Some domains may relate to keywords, for example: keywords: cluster, grid, P2P, are related to taxonomy: /computer science/system/network/architecture

Keywords: protocol, TCP, IP are related to taxonomy: /computer science/system/network/protocol

For each path and keyword, a hash value (key) is computed in Pastry using an SHA-1 algorithm. Table 1 shows keys for taxonomy paths and keywords of the model. To make the example simple, we use a 4- digits (8 bits) identifier space; in reality a much larger identifier space is used, such as 160 or 128 bits. Each key is assigned to a node, which is the nearest node to the key in the key-space. For example, as listed in Table 1, the hashed key of directory path /computer science/system is 0230, and the key is stored at node 0213 as shown in Fig.3, since node 0213’s id is closest to the key. Each owner node of a directory key maintains a Least Recently Used (LRU) cache storing contact information of peers that are interested in this directory. To implement the directory browser's functionality, an overlay node that is in charge of a directory entry also stores information about that directory's direct children. When the user chooses one directory, Pastry routes to that directory entry and retrieves child directory information, allowing the directory to be extended dynamically while browsing. An overlay node also stores keywords that are hashed to it and links the keywords with related ontology domains. Fig. 3 shows how the directory model above is stored into an example Pastry network.

Directory lookup

We provide three kinds of lookup interfaces for users: exact lookups, browser-based lookups, and keyword-based lookups. A node can use these three interfaces to locate VOs they are interested in and join these VOs.

Exact lookups: This is the simplest form of a lookup. This type of query contains the complete directory path of the interest domain, for example “/computer science/system/network/architecture”. This complete directory path is hashed to a key and then a corresponding lookup of the hashed key on the Pastry overlay is executed.

Browser-based lookups: In this case, users do not need to remember the directory path to locate the directory domain of interest. Instead, they can navigate from the root of each hierarchy down to the leaves to reach the directory of interest. A user first uses the root Id as the key to locate the node storing the root of the ontology model. Since a node storing a directory entry also storing the next level children, then users can dynamically expand a directory tree node to browse its child branches. After the user chooses an interested branch, the directory path of that branch is used as a key to lookup the next level directory. In this way, the tree is expanded until users find the desired directory entries. In reality, the root and top level categories are widely cached in most of the nodes in the network; therefore they can be quickly located without going through the overlay network.

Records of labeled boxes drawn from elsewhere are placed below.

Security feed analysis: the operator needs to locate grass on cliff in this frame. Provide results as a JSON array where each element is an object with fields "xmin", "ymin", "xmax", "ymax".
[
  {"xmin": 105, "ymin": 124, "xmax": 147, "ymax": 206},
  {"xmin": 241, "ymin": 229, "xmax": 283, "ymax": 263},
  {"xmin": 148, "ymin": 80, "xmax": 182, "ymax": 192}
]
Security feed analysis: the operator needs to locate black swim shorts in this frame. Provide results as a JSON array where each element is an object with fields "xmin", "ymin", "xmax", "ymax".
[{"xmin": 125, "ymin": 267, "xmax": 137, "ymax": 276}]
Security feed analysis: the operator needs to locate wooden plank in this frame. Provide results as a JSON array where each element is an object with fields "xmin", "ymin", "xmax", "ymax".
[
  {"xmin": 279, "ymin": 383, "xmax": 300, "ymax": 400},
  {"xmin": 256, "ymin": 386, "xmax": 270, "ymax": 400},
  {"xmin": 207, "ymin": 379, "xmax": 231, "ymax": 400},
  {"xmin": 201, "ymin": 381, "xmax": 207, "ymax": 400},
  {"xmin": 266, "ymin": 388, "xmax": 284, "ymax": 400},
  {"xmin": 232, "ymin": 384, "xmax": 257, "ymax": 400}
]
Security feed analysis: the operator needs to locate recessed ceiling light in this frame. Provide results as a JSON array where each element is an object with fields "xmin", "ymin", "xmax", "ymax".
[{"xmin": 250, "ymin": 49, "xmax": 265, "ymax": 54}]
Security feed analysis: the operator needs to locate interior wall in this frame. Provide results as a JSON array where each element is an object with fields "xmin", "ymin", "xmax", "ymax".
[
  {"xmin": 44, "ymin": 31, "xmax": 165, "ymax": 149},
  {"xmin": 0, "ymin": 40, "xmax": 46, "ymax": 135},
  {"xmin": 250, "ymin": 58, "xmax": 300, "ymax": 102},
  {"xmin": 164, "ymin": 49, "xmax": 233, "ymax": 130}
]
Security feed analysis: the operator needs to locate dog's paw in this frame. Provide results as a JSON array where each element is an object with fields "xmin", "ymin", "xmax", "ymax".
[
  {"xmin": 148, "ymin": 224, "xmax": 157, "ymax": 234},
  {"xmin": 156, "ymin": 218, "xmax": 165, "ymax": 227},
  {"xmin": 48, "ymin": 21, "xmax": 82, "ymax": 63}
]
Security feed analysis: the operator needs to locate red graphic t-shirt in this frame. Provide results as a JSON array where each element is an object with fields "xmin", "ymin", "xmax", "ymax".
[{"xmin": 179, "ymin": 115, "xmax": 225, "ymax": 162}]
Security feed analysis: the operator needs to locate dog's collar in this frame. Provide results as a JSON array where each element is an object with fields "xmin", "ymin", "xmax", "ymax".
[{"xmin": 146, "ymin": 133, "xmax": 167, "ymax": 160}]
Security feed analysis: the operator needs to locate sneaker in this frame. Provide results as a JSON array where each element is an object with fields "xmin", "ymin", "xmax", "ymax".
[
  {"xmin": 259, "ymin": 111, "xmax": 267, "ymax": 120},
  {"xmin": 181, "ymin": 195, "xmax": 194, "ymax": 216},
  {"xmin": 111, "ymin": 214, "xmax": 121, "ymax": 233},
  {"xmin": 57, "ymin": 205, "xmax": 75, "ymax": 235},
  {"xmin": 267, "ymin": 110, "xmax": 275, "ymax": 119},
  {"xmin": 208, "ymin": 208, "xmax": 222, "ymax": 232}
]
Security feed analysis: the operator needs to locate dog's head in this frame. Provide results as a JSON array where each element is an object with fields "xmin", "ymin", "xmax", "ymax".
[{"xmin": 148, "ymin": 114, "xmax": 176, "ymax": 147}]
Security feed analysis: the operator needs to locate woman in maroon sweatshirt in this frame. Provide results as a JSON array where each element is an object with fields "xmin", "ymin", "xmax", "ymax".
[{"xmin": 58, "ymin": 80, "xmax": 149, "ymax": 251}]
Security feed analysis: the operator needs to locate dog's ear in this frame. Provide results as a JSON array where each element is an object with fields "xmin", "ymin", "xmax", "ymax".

Keyword-based lookups: Users can also specify one or more key concepts of their local ontology and use the concepts as keys to lookup the corresponding directory in the overlay. Since overlay nodes in charge of the keywords keep links to the corresponding directory entries, a keyword-based lookup can be converted into an exact lookup. When a user provides multiple keywords, each of them may correspond to multiple directories, the intersection (or union) of all directories related to these keywords is returned to the user. Domain ontologies and/or external generic ontologies like WordNet [17, 4] can be used for keyword semantic query expansion or keyword conceptual indexing in order to improve retrieval performance.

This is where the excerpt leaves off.